Dzisiaj mam wolny dzień, ale od 15.00 wypada dyżur w pogotowiu. Lubię jeździć karetką, trafiać do różnych domów. Jakże piękne są obrazy u ludzi starych, a w nich jest wiele świętości (gasną pragnienia). Nie ujrzysz tego bez łaski wiary.

   Szykujemy się z żoną na poranną Mszę świętą z Drogą Krzyżową dla pracujących, a już w tym czasie zacznie się intencja tego dnia, która będzie odczytana później. Małżonka pokaże wnuczkowi wyprane "ciapki" (tak określa kapcie), które źle mu pachniały! Śmieliśmy się, ponieważ żona jest "porządnicka" i wciąż mówi o wszechobecnym brudzie.

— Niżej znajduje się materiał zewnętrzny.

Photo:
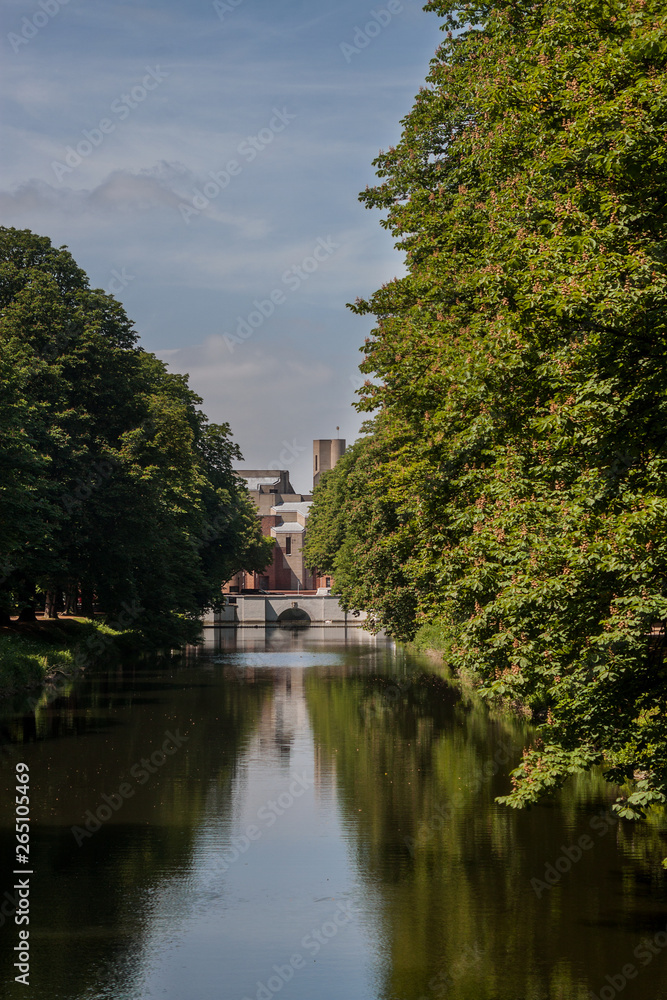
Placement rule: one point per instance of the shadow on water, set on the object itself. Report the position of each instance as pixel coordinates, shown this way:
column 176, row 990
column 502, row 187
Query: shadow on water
column 277, row 778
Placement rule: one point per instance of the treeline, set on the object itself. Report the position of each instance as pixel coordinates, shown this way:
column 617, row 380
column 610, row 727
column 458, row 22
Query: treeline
column 115, row 490
column 510, row 499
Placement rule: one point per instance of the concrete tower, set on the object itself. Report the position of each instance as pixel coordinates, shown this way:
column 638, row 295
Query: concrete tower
column 326, row 453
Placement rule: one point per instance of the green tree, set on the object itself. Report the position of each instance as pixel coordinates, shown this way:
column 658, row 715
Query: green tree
column 114, row 482
column 522, row 361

    Podczas wyjścia wzrok zatrzymała tablica ogłoszeń w bloku (jedna szyba i do tego brudna). Przypomniałem sobie, że dopiero wczoraj wymieniłem tam wielkie zdjęcie "Narodził nam się Zbawiciel" wieszając obraz Pana Jezusa na krzyżu z filmu "Pasja".

    Właśnie stopniał śnieg i pod blokiem leżała świńska noga...dla suki, która wykopała sobie norę pod balkonem sąsiadki. Dalej były prezerwatywy wyrzucane z okna oraz kobiece podpaski.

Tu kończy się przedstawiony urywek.